A feud is a prolonged but usually intermittent hostile relationship between two groups. Especially typical of tribes feuding often occurs between two descent groups or factions.
Three important characteristics:
- Feuds involve not individuals but groups, for whom injury to one member is considered injury to all.
- Feuds are physical. Violence, even killing, is believed to be justified for either of two reasons: revenge on enemies or glory for one's own group.
- Feuding takes place within societies rather than between them, so feuding groups share the same cultural values, institutions, and expectations and observe and observe the same set of rules.
Feuding is found more often in tribes, than in bands, chiefdoms, or states because tribes are large enough to be divided up into special-interest groups but still small enough to be organised on the basis of kinship rather than some overarching principle of law. It is most common where formal educational or religious institutions are absent or weak, or where the government exerts little authority.

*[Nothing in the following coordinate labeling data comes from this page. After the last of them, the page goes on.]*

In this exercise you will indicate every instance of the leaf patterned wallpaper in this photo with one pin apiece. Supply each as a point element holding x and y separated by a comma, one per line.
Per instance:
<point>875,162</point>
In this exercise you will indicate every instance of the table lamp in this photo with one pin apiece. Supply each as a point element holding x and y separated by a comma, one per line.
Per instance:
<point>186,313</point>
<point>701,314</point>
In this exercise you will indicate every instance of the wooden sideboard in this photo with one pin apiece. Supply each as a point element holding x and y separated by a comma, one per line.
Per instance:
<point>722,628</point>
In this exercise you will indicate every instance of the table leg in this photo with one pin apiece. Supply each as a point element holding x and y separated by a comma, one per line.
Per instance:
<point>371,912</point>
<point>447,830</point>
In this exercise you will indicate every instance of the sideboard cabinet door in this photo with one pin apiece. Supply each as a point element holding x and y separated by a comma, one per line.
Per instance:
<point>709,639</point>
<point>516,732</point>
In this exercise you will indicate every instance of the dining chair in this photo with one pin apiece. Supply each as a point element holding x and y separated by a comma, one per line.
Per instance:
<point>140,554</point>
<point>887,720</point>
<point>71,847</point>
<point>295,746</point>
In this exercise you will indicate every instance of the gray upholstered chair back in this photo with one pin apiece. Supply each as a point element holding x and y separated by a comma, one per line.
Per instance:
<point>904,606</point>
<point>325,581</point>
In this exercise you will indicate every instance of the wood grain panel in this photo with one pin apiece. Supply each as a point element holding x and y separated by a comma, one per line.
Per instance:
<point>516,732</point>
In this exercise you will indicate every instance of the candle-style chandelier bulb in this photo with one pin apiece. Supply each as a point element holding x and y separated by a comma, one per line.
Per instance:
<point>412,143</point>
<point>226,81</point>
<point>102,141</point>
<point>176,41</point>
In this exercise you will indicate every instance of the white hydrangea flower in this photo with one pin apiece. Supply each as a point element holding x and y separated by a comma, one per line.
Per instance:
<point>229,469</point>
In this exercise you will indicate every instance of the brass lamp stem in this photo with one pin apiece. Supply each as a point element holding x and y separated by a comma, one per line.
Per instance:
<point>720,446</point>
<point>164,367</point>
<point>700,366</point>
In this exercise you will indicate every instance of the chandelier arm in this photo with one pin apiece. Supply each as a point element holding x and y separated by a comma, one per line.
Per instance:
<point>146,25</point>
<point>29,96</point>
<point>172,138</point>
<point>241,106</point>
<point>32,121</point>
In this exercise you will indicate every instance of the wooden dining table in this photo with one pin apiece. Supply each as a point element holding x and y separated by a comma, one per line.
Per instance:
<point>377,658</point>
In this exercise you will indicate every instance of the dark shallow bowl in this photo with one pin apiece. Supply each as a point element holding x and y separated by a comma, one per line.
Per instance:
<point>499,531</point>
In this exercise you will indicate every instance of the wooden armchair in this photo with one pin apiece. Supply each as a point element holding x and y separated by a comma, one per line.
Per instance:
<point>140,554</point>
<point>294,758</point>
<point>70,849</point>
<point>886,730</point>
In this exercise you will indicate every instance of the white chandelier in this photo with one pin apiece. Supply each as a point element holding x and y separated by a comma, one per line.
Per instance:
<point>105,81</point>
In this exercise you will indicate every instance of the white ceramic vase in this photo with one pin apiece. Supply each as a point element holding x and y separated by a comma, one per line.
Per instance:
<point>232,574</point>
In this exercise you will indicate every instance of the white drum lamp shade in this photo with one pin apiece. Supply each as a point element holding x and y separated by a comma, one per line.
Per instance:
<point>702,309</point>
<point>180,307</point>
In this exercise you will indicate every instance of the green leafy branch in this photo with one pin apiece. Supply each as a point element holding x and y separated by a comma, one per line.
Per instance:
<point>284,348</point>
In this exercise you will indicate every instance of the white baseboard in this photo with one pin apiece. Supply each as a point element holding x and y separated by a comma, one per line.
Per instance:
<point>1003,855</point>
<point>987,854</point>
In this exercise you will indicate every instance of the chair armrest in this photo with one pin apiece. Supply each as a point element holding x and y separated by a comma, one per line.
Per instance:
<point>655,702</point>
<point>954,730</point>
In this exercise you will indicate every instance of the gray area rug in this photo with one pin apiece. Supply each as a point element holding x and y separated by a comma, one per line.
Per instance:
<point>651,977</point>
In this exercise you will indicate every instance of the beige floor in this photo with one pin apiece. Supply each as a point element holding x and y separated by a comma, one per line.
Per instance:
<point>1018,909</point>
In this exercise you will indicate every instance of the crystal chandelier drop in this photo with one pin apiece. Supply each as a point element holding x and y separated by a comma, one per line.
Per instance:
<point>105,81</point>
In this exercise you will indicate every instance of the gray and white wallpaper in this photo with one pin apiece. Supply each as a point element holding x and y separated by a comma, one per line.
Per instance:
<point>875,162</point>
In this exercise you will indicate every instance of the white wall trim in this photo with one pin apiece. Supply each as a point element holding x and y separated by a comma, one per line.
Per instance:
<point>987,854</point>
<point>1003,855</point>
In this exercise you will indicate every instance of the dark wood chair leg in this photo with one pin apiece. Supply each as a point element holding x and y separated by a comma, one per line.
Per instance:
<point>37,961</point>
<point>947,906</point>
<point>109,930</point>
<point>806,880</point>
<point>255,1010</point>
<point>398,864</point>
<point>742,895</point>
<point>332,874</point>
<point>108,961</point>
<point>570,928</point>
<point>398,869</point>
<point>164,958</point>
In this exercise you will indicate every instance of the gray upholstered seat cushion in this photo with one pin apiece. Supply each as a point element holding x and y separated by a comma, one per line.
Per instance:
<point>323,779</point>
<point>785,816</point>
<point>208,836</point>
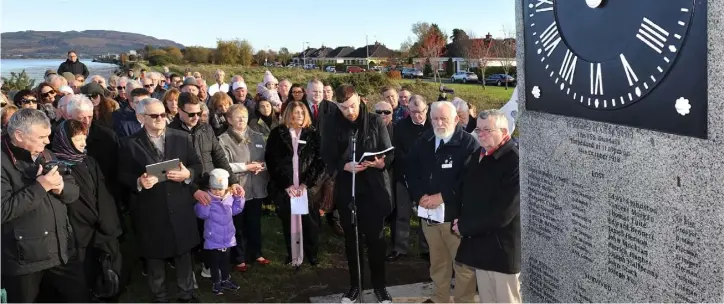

This was the case in the late nineteenth century in the isolated, mountainous area of the United States where West Virginia borders Kentucky. The region's residents-many of them farmers, hunters and illegal moonshiners by occupation- largely ignored civil authority. Their children rarely attended school, so illiteracy was high. Religion had no more influence on most people's behaviour than government or education. Nuclear families tended to be large, with a dozen or more children, and extended families enormous. Family ties were strong, but boys grew up pursuing solitary activities such as hunting and fishing. This is where the infamous feud between the Hatfields and the McCoys occurred in the late 19th century.
(Ethnographer- Rice 1978)
No-one knows just what started the feud. It seems to be rooted in everyday conflicts of the time: different opinions on the Civil War, political arguments, minor theft. The first killing in 1865, followed an earlier exchange of gunfire, a couple of pig-stealing episodes and some vandalism. A brief Romeo-and-Juliet episode involving a Hatfield and a McCoy occurred, and this, as well as all the alcohol consumed by both families, made the conflict stronger. After a Hatfield was acquitted of pig-stealing charges, the McCoys refused to accept the decision of the court and resorted to "the law that might makes right". Soon afterwards, a Hatfield was murdered. In the decades that followed, the feud escalated. Members of the 2 extended families, increasingly active politically, won friends in official positions and even filled some of these positions themselves, but frequently they took matters into their own hands, ignoring the law. In the 18802, threats, fights, beatings, arson, and murder were frequent occurrences.